Google’s DeepMind introduces an AI system, AlphaFold, that can accurately predict how proteins fold into shapes.
Proteins comprise strings of amino acids that are fundamental building parts of the human body. These are encoded into DNA and fold into multiple elaborate shapes that define their function. It is difficult to figure out the protein structure from the genetic sequence. The DNA only contains information about the chain of amino acid residues and not their final form. These structures can assist in finding how proteins cause diseases and producing drugs to treat them. However, predicting the 3D protein form is expensive and time-consuming.
In 2018, DeepMind had won the Critical Assessment of Protein Structure Prediction (CASP13) competition for predicting the 3D structure of proteins. Although the predictions lacked the accuracy required to be biologically useful, DeepMind has revised the system this year. The revised system can now predict protein structures more precisely than before in a matter of days.

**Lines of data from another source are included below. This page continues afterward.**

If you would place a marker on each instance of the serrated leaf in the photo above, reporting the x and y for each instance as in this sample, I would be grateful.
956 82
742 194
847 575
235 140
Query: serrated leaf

The AI system, called AlphaFold, identifies a folded protein structure as a “spatial graph” using a neural network system where residues are comprehended as nodes connected with edges. The team used around 170,000 protein structures from the Protein Data Bank to train the system. This system uses 100-200 GPUs of computing power to run for a few weeks.
This computational work shows a remarkable advance on the protein-folding problem. The recent CASP assessment shows that two-thirds of the system’s predictions match the lab experiment’s accuracy with an average margin of error equivalent to an atom width.

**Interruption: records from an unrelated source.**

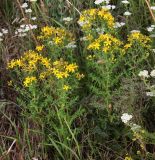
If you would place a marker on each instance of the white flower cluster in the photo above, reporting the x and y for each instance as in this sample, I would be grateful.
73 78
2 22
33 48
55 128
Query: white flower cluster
101 1
119 24
24 28
71 45
151 28
127 13
2 33
109 7
126 118
144 74
67 19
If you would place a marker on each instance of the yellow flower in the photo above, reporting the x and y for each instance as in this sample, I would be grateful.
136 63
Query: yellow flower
57 40
79 76
10 83
39 48
29 80
71 67
66 87
128 158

Although the latest version has achieved the SOTA, there is still a long way to employ it in practical applications. The team hopes that the study will accelerate drug discovery and help professionals to understand diseases better.
DeepMind also aims to make AlphaFold available at scale. It is likely to collaborate with partners to explore different edges, such as understanding how multiple proteins form complexes and interact with DNA, RNA, and small molecules. They believe that enhancing the scientific community’s understanding of protein folding can improve the diagnosis and treatment of diseases caused by misfolded proteins.